Sa respiration se coupe quand il se souvient où trouver des affaires. Au campement en bas de la montagne. Là où il y a un cadavre accroché à des branches. Ils n'ont pas tout pris. Il passe ses mains sur son visage. Ils n'ont même pas la cape d'invisibilité. Il chouine de désespoir. Il a peur de descendre, encore plus en pleine nuit. Mais il sait qu'il n'a pas le choix. Il s'accorde quelques secondes en fixant le passage qui mène à l'extérieur. Quand son esprit est vide, il quitte leur cachette. Il observe les alentours avant d'avancer accroupis vers leur maison. Il va réutiliser le chemin qu'ils ont parcouru la dernière fois, pour être sûr de ne pas se perdre. Plus il avance, plus il entend les cannibales qui tournent autour de leur ancienne cachette. Il s'allonge sur le sol pour les observer en sécurité. Il les voit gratter la terre là où étaient leurs plantations et il les entend saccager l'intérieur. Il baisse la tête. Une de ses mèches de cheveux lui chatouille le nez. Il remarque alors ses cheveux blonds, presque blancs. Il est trop voyant. Il va se faire repérer. Il regarde ses mains enfoncées dans la boue. Il déglutit et prend la terre pour la mettre dans ses cheveux. Il ne pensait pas devoir faire ça un jour, s'étaler de la saleté sur lui. L'héritier des Malfoys descend ensuite le long de la paroie de pierre et de boue pour rejoindre son objectif. Il glisse par moment mais il s'accroche aux rochers avec ses mains et ses pieds nus. Il tremble de froid mais il n'y prête pas attention. Drago essaie de ne penser à rien. Il se focalise sur les gestes et mouvements qu'il doit faire pour arriver en vie en bas. Il se focalise également sur Ron qu'il doit sauver. Le gryffondor a pris soin de lui quand il a fait un malaise à cause de sa cheville. Il veut lui rendre la pareille.

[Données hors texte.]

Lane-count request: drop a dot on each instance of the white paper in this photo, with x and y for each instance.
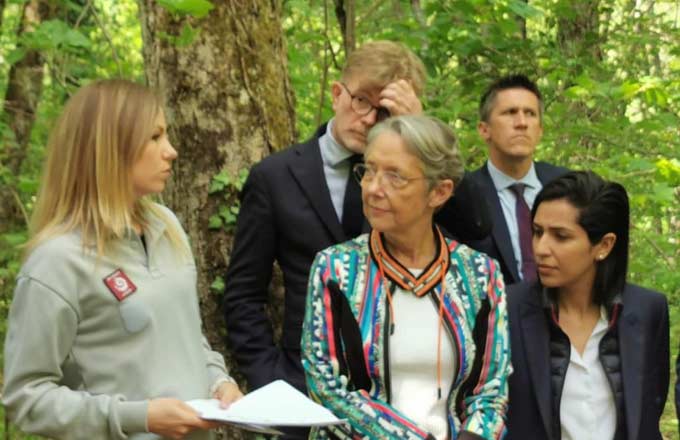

La descente est plus longue que dans ses souvenirs. Certainement parce qu'il doit s'arrêter au moindre bruit suspect et qu'il doit étaler à nouveau de la boue dans ses cheveux comme la pluie les lui lave. Quand il arrive enfin sur le plateau, il reprend son souffle. Son cœur bat la chamade et ses oreilles bourdonnent. Dès que son cœur semble s'être calmé, il reprend son chemin. Il traverse le plateau à quatre pattes et descend pour rejoindre les pieds des arbres géants. Drago a une mémoire photographique. C'est comme ça qu'il a toujours fait en cours. Il se souvient de l'instant, de ce qu'il a vu. Il suit alors les indices gravés dans sa mémoire pour enfin atteindre le camp. Il garde ses yeux fixés sur le sol. Il ne veut pas voir le cadavre. Il récupère tout ce qu'ils ont laissé, un vieux morceau de tissu, un drap dans une tente, un morceau de tente, un couteau rond et une grosse cuillère, une gourde et un sac en filet. Une fois ses affaires récupérées et stockées dans le sac filet, il l'entoure dans le morceau de tente et il entreprend le retour. Mais gravir la montagne par ce temps est bien plus difficile que de la descendre. Mais après le double du temps et de nombreuses blessures, il parvient à se hisser en haut. En chemin, il s'est arrêté pour reprendre son souffle et remplir la gourde d'eau. Le matin va se lever alors il s'empresse de retourner dans leur nouvelle cachette.

"Ron, je suis de retour, annonce le médecin rassuré de le revoir. je t'ai apporté de quoi te réchauffer."

Il sort le drap humide mais qui a été protégé par le tissu imperméable de la tente. Il le met sur Ron et tente de l'entourer entièrement pour être sûr de le maintenir au chaud. Il mouille ensuite le morceau de tissu et il lui met sur le front pour essayer de faire descendre la fièvre.

Il se réinstalle contre la paroie de l'arbre pour le surveiller. Il regarde le torse du rouquin se soulever tranquillement, en rythme régulier.

Sans s'en rendre compte, il s'endort d'épuisement, le corps plein de boue et de sang, les cheveux noirs de terre et les pieds parsemés de blessures.